In Deutschland gelang gegen Jahresende 2018 schließlich doch die Bildung einer großen Koalition. Politische Beobachter sprachen von einem Erfolg der SPD. Sie hatte zu Jahresbeginn 398 rote Linien genannt, von denen sie im Laufe der Koalitionsgespräche unter keinen Umständen abweichen werde. Nach mehreren Tausend Verhandlungsrunden wurden immerhin vier davon in den Koalitionsvertrag hineingeschrieben. Martin Schulz, dem Vorsitzenden, allerdings war es nicht gelungen, den Genossen seinen strategischen Dreisprung zu erklären: Warum also seine Partei vier Jahre lang erfolgreich in der großen Koalition gearbeitet habe, um nach der Wahl jählings festzustellen, dass sie diese Koalition aus Verantwortung für die deutsche Sozialdemokratie unter keinen denkbaren Umständen fortsetzen dürfe, woraufhin sie das dann aus Verantwortung für die deutsche Sozialdemokratie dennoch tat. Schulz wurde zur Strafe in den SPD-Landesverband Bayern verbannt, wo sich in den üblichen ideologischen Querelen dieser Truppe seine Spur allerdings verlor.

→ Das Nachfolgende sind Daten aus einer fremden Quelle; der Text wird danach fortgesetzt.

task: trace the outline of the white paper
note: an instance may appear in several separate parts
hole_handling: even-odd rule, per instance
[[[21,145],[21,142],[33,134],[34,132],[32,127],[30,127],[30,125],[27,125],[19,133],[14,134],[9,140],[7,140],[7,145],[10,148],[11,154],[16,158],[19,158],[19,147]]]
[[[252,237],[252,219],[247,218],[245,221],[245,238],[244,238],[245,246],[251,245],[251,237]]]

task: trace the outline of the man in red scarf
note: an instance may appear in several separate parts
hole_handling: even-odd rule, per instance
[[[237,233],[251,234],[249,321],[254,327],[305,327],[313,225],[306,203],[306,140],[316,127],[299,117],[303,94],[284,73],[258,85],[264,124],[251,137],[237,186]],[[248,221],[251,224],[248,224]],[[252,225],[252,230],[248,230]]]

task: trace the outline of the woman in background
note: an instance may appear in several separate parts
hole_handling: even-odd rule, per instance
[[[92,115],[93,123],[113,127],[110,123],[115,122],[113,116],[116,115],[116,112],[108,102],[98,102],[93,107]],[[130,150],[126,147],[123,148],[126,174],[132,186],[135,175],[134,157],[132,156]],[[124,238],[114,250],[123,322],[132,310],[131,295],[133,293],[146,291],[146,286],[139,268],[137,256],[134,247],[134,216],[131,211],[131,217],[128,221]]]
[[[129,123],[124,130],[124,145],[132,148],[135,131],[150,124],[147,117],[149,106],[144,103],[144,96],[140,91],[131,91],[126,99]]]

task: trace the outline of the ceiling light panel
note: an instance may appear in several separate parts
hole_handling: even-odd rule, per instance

Andrea Nahles hingegen stieg weit auf. Sie belegte auf Drängen der Kanzlerin einen Benimmkurs, in dem man ihr erste Grundlagen höflichen Verhaltens nahezubringen versuchte. Im Bundeskabinett, wohin sie zurückgewechselt war, hat sich das nach Informationen aus gut unterrichteten Kreisen insgesamt positiv bemerkbar gemacht. Nur gelegentlich soll Frau Nahles unter dem Tisch nach dem einen oder anderen Bundesminister der CSU getreten haben.

Diese wiederum verlor die Landtagswahl 2018 gegen das Bündnis "Mia san des Volk", das Linke, Grüne, SPD, FDP und die Freien Wähler einschloss. Die Partei war so fixiert auf das Dauerduell Söder/Seehofer, dass sie den Wahlkampf schlicht vergessen hatte. Auch war ihr der Nachweis missglückt, das christliche Familienbild gebiete es, durch Verbote, Einreisesperren und Abschiebungen die Zusammenführung von Flüchtlingsfamilien mit allen Mitteln zu verhindern. In moraltheologischen Zirkeln hieß es, eine solche Auslegung der Schrift habe den Himmel herabstürzen lassen, jedenfalls den in Bayern und für die CSU.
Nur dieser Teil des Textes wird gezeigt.